Met een grote tentoonstelling in Parijs staat Picasso zeer in de belangstelling. Een pas verschenen boek belicht een ander aspect : de kunstenaar en de keuken.

Pol Moyaert

Over zijn scheiding van Olga Khoklova zegt Pablo Picasso aan een van zijn biografen : ?Wat wil je ? Zij houdt van thee, koekjes en kaviaar. En ik ? Ik hou van Catalaanse worsten en bonen.? Zo was het tijdens zijn armoedige bohémien-jaren en zo is het gebleven, ook toen hij wereldvermaard en rijk was geworden. Niet direct iemand om een culinair portret van te schilderen, maar toch is het dat wat Ermine Herscher in haar Dining with Picasso met boeiend resulaat gedaan heeft. Het boek met veel reproducties en recepten valt uiteen in drie ‘keukens’ : de Spaanse, de Parijse en die van ‘de Midi’.

In Barcelona schuift Picasso, hij is dan nog geen twintig, graag aan tafel in Els Quatre Gats, dé verzamelplaats van de jonge modernisten in de Catalaanse hoofdstad. Hij geniet er van baccalà, gezouten kabeljauw, vergezeld van samfaïna, een coulis van tomaat, ajuin, aubergine en paprika. Om zijn dagschotels te kunnen betalen, verkoopt hij dibujos fritos… gebakken schetsen. Het recept daarvoor gaat als volgt : zet een pan met olie op het vuur, smijt er een schets in en bak ze terwijl je goed opschudt ; de schets zal mooi sepia worden. Als de hoeken omkrullen, haal je de schets uit de pan ; ze zal er nu uitzien als een oud perkament. Picasso liet dan ook niet na bezoekers van Els Quatre Gats te wijzen op de antiekwaarde van wat hij aanbood. ?Al drupte er?, zoals hij zelf later schreef, ?de olie soms nog af?.

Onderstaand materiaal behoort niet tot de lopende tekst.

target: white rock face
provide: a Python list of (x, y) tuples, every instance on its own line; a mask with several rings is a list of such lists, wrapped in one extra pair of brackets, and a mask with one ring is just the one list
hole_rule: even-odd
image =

De eerste jaren van deze eeuw waren ook de eerste jaren van Picasso in Parijs. De jonge schilder deelt er een studio met de dichter Max Jacob. Op het dagelijks menu staan omeletten, bonen en worsten. Deze laatste zagen er wel even aantrekkelijk uit als de Catalan sobresadas die bij de Barcelonese slagers in de etalage hingen, maar daar hield de vergelijking op. Ze zaten, en dit was een anecdote over zijn arme jaren die Picasso later graag vertelde, ?zo vol vet en gas dat ze geregeld ontploften.? In het eethuis Lapin Agile kan hij in ruil voor wat muurschilderingen af en toe wat lekkerder eten. Zijn lievelingsgerecht daar was de crapiau, een dikke, heet geserveerde pannenkoek gevuld met spek, die toen twee Franse franken kostte.

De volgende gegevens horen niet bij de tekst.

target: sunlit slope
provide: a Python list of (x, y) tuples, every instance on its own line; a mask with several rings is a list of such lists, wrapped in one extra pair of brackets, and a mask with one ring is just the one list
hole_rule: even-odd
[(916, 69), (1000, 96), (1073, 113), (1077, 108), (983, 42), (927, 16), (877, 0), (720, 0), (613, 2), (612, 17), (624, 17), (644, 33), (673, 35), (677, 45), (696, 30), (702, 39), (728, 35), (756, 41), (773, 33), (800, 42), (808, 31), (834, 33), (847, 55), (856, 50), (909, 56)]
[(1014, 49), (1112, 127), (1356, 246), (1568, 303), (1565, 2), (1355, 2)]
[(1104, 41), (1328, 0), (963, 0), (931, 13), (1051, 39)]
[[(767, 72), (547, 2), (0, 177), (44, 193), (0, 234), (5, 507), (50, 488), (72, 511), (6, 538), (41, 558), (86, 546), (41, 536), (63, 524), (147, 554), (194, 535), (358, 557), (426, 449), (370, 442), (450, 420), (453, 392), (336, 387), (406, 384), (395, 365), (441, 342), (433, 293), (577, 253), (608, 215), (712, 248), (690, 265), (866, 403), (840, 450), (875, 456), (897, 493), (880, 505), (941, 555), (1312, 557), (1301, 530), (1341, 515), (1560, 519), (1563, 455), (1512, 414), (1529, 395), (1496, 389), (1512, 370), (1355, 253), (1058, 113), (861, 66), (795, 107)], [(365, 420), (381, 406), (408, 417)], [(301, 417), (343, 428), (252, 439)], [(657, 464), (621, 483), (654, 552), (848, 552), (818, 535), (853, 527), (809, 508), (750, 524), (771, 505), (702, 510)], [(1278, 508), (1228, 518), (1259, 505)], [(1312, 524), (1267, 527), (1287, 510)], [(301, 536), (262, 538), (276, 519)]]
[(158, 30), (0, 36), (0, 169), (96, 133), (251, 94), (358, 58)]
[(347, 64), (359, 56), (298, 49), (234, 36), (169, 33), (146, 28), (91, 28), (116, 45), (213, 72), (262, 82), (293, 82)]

De lente van 1906, Picasso is dan 25 jaar, is een keerpunt. Kunsthandelaar Ambroise Vollard koopt in één keer dertig schilderijen en betaalt daar 2000 FF voor. Pablo en zijn gezellin Fernande Olivier kunnen hun vrienden nu in plaats van kool en spek ware fiestas aanbieden met paella en riz à la Valenciennes. En ze worden nu ook gevraagd bij de excentrieke broer en zus Leo en Gertrude Stein, wiens feestjes culinair buitengewoon interessant worden als Alice Toklas met Gertrude gaat samenwonen. Speciaal ter ere van Picasso creëert Toklas een prachtige visbereiding : de gestreepte zeebaars. Een grafisch wondertje in geel, groen, wit en roze.

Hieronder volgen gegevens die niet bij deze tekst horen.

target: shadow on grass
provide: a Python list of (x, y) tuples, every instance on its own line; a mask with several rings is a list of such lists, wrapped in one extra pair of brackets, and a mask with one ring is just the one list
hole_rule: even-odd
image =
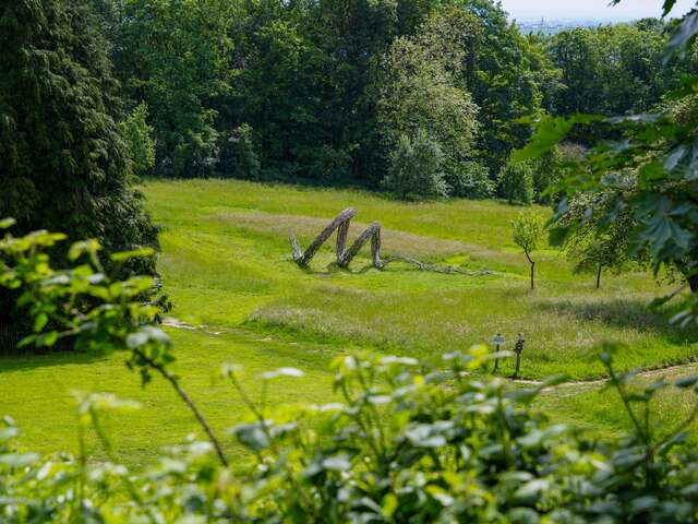
[(21, 353), (17, 355), (0, 355), (0, 376), (5, 372), (25, 371), (69, 364), (94, 364), (106, 360), (112, 352), (74, 352), (61, 350), (43, 354)]
[(628, 327), (651, 332), (674, 344), (698, 342), (698, 329), (681, 329), (670, 323), (673, 312), (652, 310), (649, 302), (639, 299), (611, 299), (599, 301), (542, 300), (535, 307), (555, 314), (568, 314), (585, 322)]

Onmiddellijk na de oorlog trekt Picasso naar het zuiden van Frankrijk, om er krachten op te doen. Hij vestigt zich in Vallauris dicht bij een pottenbakkerij. Het is daar dat hij zijn ceramieken borden begint te maken met tekeningen van vissen en natuurlijk ook worsten , soms zo levensecht dat ze van het bord lijken te springen. De schilder, ondertussen al vele malen van vrouw veranderd, is ook aan tafel de tirannieke man geworden die we kennen uit de biografie van Arianna Stassinopoulos. ?Als je naast hem zat?, vertelt de schrijfster Hélène Parmelin, ?dan laadde hij je bord helemaal vol. Hij wou dat je lekker vond wat hij lekker vond ; en hij dwong je het op te eten.? Geen fijnproever en waarschijnlijk geen aangenaam man, maar toch is Dining with Picasso een boek dat je zin geeft om een feestje aan te richten.

Ermine Herscher, Dining with Picasso, uitg. Pavilion, Londen, 192 pag., 998 fr.

De gestreepte vis van Alice Toklas (met eiwit, eigeel, peterselie en tomatenmayonaise) en een bord met worst en spiegeleieren van de meester zelf.